The Webcheck software can run on a machine with lower CPU and less memory; however, the following requirements are the recommended minimum for out-of-the-box server operation.
4 GB to 16 GB or higher
1 or more
Preparing Your Firewall
You must open both inbound and outbound firewall ports for proper Webcheck operation. Please refer to the following two tables for the commonly used ports. See your firewall documentation for specific information about how to open these ports.
These lists do NOT include ports that Webcheck may require for integration with 3rd party applications or installation of multi-server setups.
For more information on Inbound and Outbound ports, please see the Ops and Admin Appendix document ‘Inbound and Outbound Ports’.
Inbound Firewall Ports to Open
80 and 8080 – WebAdmin and Profile Manager (optional)
Webcheck uses these two ports for WebAdmin access. If you are using the Client Filter, you will also use these ports to access the Profile Manager. However, you can firewall these ports if you are only accessing the WebAdmin interface internally. All filtered customers must be able to load the deny page on these ports.
Deny pages are also loaded from the WebAdmin. It is very important that ports 80 and 8080 are accessible to all filtered workstations.
3431 and 3432 – Client Filter
If you are using the Client Filter with roaming users, you will need to open both ports.
The Client Filter uses port 3431 for Windows Username filtering (RUS Mode), while the Profile Manager uses port 3432 for Client Filter management.
60104 – Secure Shell
Open this port if you want remote support from Webcheck.
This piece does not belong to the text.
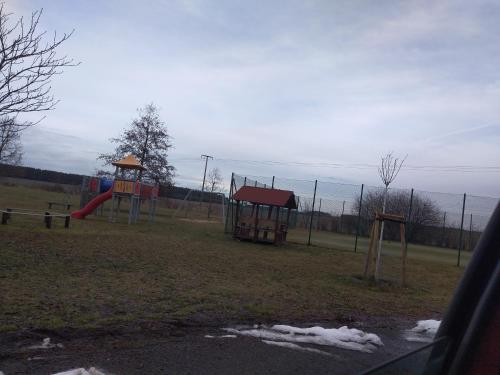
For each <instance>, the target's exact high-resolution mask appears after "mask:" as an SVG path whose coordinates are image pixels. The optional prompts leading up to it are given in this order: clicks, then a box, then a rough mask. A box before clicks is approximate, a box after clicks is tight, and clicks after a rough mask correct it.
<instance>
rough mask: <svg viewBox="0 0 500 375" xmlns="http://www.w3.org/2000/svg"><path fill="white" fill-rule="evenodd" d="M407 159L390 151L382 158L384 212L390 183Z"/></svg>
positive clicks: (381, 249) (398, 172) (382, 223)
mask: <svg viewBox="0 0 500 375" xmlns="http://www.w3.org/2000/svg"><path fill="white" fill-rule="evenodd" d="M405 160H406V156H405V157H404V158H403V159H398V158H395V157H394V156H393V154H392V152H389V153H388V154H387V155H385V156H383V157H382V158H381V163H380V167H379V168H378V174H379V175H380V178H381V180H382V183H383V184H384V186H385V189H384V201H383V203H382V213H385V208H386V204H387V194H388V192H389V185H390V184H391V183H392V182H393V181H394V180H395V179H396V177H397V176H398V174H399V171H400V170H401V167H402V166H403V163H404V161H405ZM384 224H385V223H384V221H382V225H381V228H380V239H379V241H378V249H377V261H376V263H375V279H376V280H378V278H379V272H380V256H381V254H382V240H383V237H384Z"/></svg>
We use this port for SSH support instead of the usual port 22.
Outbound Firewall Ports to Open
25, possibly others
You can configure Webcheck to send emails from the WebAdmin and/or the Reporter server. For email sending, the Webcheck server must have access to the mail server as configured in the product. Generally, TCP port 25 is used for sending email via SMTP. Open this port only to the mail server. If you did not configure a mail server, you must open the SMTP outgoing port to all remote systems.
You must open the DNS port to allow the Webcheck to resolve domain names.
80 and 443 – update.Webcheck.com
Your Webcheck server will use ports 80 and 443 to access update.Webcheck.com to download updates to the product, categorization templates, lists, and other functions.
Note The IP address of this update server may change at any time. Depending on your security policy, please implement proper firewall rules.
3436 – cns.Webcheck.com
Your Webcheck server will use port 3436 to communicate in real-time with the Categorization Name Service, an array of CNS servers that resolve from cns.Webcheck.com and related servers, depending on geographical location.